In 2000, after years of discussions, Bhutan and Nepal reached an agreement regarding the repatriation of certain classes of Bhutanese refugees living in camps in Nepal, subject to joint government verification. Points of contention included that some camp inhabitants were never citizens – or some even residents – of Bhutan before attaining refugee status. Also, the Bhutanese government regarded many political groups among the Nepalese Lhotshampa community, such as the Bhutan Peoples' Party (BPP) and Bhutan National Democratic Party (BNDP), as terrorist or anti-national groups. The United States Department of State identified leaders within refugee camps intent on repatriation as hampering some resettlement efforts with disinformation and intimidation, despite generally poor prospects for repatriation. Further complicating repatriation, the land and other property formerly held by Lhotshampa refugees have been repopulated and taken over by Ngalop settlers – including government and military members – under government encouragement.:70–73:39–40
Nepal, for its part, has not accepted the refugees into its own population.:148:29–30, 40 Bhutanese refugees in Nepal live under conditions of restricted or controlled movement, restricted ability to work, and limited access to the local justice system.:31–32
In March 2001, the first verification of Bhutanese refugees eligible for repatriation commenced in Nepalese refugee camps. Actual repatriation was then estimated to occur one year out, however progress stalled for over a decade. In 2003, a Bhutanese verification team was attacked and injured in Jhapa, resulting in further delay. As of 2011, over 200 refugees in the Khudunabari refugee camp alone had been certified, however no Bhutanese refugees had been repatriated. In April 2011, Bhutan and Nepal again opened talks on repatriation, however the UNHCR remains committed to third-country resettlement in light of Bhutan's refusal to guarantee full citizenship and other human rights for returnees. As of July 2011, the governments of Bhutan and Nepal had held at least 15 rounds bilateral talks, with no practical solution reached; although Bhutanese state media echoed Bhutan's insistence on continued talks with Nepal, it has signaled its preference for third-country resettlement.
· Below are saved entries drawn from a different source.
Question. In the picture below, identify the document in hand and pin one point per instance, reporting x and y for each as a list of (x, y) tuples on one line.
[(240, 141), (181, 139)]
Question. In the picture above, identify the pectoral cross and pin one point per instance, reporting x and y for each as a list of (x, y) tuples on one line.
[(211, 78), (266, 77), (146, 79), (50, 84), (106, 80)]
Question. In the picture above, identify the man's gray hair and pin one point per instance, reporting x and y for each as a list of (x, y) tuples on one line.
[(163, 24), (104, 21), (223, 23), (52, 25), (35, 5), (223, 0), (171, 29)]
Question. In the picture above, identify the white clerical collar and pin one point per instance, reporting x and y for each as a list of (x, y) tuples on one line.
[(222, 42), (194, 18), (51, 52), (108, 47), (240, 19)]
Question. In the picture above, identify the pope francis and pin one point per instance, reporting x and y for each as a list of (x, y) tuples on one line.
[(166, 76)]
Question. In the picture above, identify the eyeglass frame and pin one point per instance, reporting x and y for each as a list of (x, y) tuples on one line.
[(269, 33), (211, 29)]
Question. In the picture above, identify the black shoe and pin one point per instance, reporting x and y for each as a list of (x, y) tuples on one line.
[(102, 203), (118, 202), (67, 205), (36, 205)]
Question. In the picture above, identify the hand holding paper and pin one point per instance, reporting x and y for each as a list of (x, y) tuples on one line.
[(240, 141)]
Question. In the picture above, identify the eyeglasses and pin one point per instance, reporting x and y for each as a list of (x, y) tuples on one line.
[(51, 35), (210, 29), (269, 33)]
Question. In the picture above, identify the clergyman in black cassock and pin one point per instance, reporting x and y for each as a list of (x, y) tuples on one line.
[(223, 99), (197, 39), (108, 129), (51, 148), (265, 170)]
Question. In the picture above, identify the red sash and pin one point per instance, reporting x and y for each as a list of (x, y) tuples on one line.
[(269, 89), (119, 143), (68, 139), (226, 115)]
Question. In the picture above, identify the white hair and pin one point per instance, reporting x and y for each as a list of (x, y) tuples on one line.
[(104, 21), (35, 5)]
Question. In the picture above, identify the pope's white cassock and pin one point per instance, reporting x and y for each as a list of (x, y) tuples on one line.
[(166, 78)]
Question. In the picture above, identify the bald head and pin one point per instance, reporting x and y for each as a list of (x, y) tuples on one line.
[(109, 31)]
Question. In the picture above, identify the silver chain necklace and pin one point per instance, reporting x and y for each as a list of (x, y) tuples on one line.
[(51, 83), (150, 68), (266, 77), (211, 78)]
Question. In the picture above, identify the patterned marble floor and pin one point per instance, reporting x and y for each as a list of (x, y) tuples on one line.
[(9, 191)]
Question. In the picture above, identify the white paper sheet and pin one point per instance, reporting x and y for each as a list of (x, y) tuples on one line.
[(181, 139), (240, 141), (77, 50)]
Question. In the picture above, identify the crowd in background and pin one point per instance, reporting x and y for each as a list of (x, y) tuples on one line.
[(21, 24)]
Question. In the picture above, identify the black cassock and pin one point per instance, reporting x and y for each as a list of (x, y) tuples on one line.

The U.S. offered to resettle 60,000 of the 107,000 Bhutanese refugees of Nepalese origin then living in seven U.N. refugee camps in southeastern Nepal, and began receiving this group in 2008. Five other nations — Australia, Canada, Norway, Netherlands and Denmark — also offered to resettle 10,000 each. New Zealand offered to settle 600 refugees over a period of five years starting in 2008. By January 2009, more than 8,000 Bhutanese refugees were resettled in various countries. As of November 2010, more than 40,000 Bhutanese refugees were resettled in various countries. Canada offered to accept 6,500 Bhutatanese refugees by the end of 2014. According to Raj Khadka, who is completing his PhD dissertation on the labour market of Bhutanese refugees in Canada, resettlement has provided the opportunity of starting a new life but the challenges that they are facing in the labour market is a big hurdle in establishing themselves in the new countries that are quite different from their own.
Other countries also operate resettlement programs in the camps. Norway has already settled 200 Bhutanese refugees, and Canada has agreed to accept up to 5000 through to 2012. The Danish humanitarian organization, Global Medical Aid has aided Bhutanese refugees in Nepal.